I am trying to find the distance between two or more IP geolocations without the use of an external script (not an admin). Here is my base search:
tag=login | geoip src_ip | stats distinct_count(src_ip_country_name) AS count_country, values(src_ip_country_name) AS country by username | where count_country > 1
I know I can find the difference in the latitude and longitude fields. Something like the following:
But how do I incorporate that into my base search? Would I be able to build a table with the geolocations and the distance grouped by username?
The pythagorean theorem is a good approximation only for shorter distances. If you're actually dealing with pretty big distances you have to break out some trig functions and calculate great circle distance. http://en.wikipedia.org/wiki/Great-circle_distance
And since eval can't do trig functions ( see http://splunk-base.splunk.com/answers/26399/can-eval-evaluate-cosines ) that would lead you back to a custom search command again.
However, if your distances are all short enough, then what you propose just needs to be plugged into eval.
| eval distance=sqrt(pow(src_ip_latidude1-src_ip_latidude2,2)+pow(src_ip_longitude1-src_ip_logitude2,2))
Once that eval clause gives you that field called distance on your rows, you can do whatever you want with it.
I completely forgot about the fact that that the Earth is round. 🙂 Too bad I can't use the great-circle formula.
How can I pull out the latitude and longitude field by username and plug it into the eval? In other words, how can I incorporate the eval into the base search?

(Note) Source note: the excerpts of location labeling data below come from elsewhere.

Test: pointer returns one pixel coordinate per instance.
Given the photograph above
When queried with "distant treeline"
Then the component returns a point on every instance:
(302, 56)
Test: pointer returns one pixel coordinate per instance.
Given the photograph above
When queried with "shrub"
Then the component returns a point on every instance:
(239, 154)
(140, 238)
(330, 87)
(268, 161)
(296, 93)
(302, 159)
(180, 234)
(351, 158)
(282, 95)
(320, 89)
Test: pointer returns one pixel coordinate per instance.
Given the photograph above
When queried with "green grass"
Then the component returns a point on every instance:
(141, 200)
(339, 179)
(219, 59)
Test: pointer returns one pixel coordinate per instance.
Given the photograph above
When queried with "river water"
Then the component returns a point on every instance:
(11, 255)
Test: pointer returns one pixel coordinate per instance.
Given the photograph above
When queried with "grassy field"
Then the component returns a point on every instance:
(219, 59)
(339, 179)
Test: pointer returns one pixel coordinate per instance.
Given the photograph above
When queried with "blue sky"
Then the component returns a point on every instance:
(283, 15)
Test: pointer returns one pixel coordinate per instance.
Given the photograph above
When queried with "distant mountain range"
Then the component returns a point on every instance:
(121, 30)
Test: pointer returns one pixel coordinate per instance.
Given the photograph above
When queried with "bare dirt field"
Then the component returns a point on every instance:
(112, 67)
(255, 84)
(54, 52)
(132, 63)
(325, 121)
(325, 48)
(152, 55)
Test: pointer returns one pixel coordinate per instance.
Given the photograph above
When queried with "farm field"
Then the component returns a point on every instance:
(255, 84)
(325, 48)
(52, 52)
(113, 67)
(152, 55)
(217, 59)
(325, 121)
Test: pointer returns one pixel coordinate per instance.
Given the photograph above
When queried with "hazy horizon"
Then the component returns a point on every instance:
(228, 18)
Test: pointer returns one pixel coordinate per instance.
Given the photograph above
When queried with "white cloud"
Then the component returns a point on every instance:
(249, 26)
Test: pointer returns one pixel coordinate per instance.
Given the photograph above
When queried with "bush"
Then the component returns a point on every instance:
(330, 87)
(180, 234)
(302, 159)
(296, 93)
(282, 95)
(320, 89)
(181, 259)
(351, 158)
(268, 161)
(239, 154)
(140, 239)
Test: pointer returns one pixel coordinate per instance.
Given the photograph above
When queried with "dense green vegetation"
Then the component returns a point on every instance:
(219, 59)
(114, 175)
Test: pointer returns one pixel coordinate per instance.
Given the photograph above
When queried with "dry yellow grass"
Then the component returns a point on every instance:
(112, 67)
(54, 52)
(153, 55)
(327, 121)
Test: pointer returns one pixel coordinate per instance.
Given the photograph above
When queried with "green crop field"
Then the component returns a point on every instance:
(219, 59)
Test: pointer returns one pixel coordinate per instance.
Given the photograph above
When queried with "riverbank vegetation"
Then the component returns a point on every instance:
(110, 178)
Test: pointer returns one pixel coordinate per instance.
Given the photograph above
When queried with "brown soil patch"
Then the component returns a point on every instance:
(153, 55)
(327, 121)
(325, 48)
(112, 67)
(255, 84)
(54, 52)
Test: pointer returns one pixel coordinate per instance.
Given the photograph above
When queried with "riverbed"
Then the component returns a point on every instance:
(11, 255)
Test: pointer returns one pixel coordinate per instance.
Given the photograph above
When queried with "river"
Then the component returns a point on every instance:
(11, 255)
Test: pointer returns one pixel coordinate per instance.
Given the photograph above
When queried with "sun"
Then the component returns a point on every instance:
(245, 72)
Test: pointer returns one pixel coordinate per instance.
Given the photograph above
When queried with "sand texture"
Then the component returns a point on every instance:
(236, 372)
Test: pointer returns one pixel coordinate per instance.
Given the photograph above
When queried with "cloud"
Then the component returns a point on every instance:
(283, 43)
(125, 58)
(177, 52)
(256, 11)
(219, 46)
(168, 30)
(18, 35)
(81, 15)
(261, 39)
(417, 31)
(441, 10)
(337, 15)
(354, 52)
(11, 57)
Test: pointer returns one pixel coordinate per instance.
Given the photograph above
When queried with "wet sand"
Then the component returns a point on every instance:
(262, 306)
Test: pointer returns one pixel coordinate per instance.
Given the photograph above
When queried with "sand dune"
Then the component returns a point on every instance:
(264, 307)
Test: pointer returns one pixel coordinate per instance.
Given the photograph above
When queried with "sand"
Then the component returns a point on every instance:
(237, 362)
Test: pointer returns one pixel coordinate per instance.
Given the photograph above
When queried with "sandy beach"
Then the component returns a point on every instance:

Assuming you have those other four fields in your events, just tack the
| eval onto the end of the search. Just by that eval will add an additional field to all rows called "distance". Again you have to have all four of those fields by those exact case sensitive names, on all events. More generally on all incoming rows, whether they're events or whether they've already been transformed or altered by other search language commands.
I think my question is a little more complex than I initially thought. My current base search only has the srciplatitude and srciplongitude fields. I want break it up (e.g. latitude1, latitude2, etc.) grouped by the username. I'm thinking I would need alter the end of my search to something like "where (count_country > 1) AND (distance > 100)". That means I likely need to do the distance calculation it within my stats clause. Because after my stats clause, I no longer have access to the latitude and longitude fields.
No, I don't see why you'd need to do the distance calculation within the stats clause. That would be a little crazy. Do it before and use some form of
last(distance) as distance by username, or
by username distance in your stats, and then filter afterwards. Or use some form of
last(src_ip_latitude) as src_ip_latitude last(src_ip_longitude) as src_ip_longitude in stats and then do the distance calculation after.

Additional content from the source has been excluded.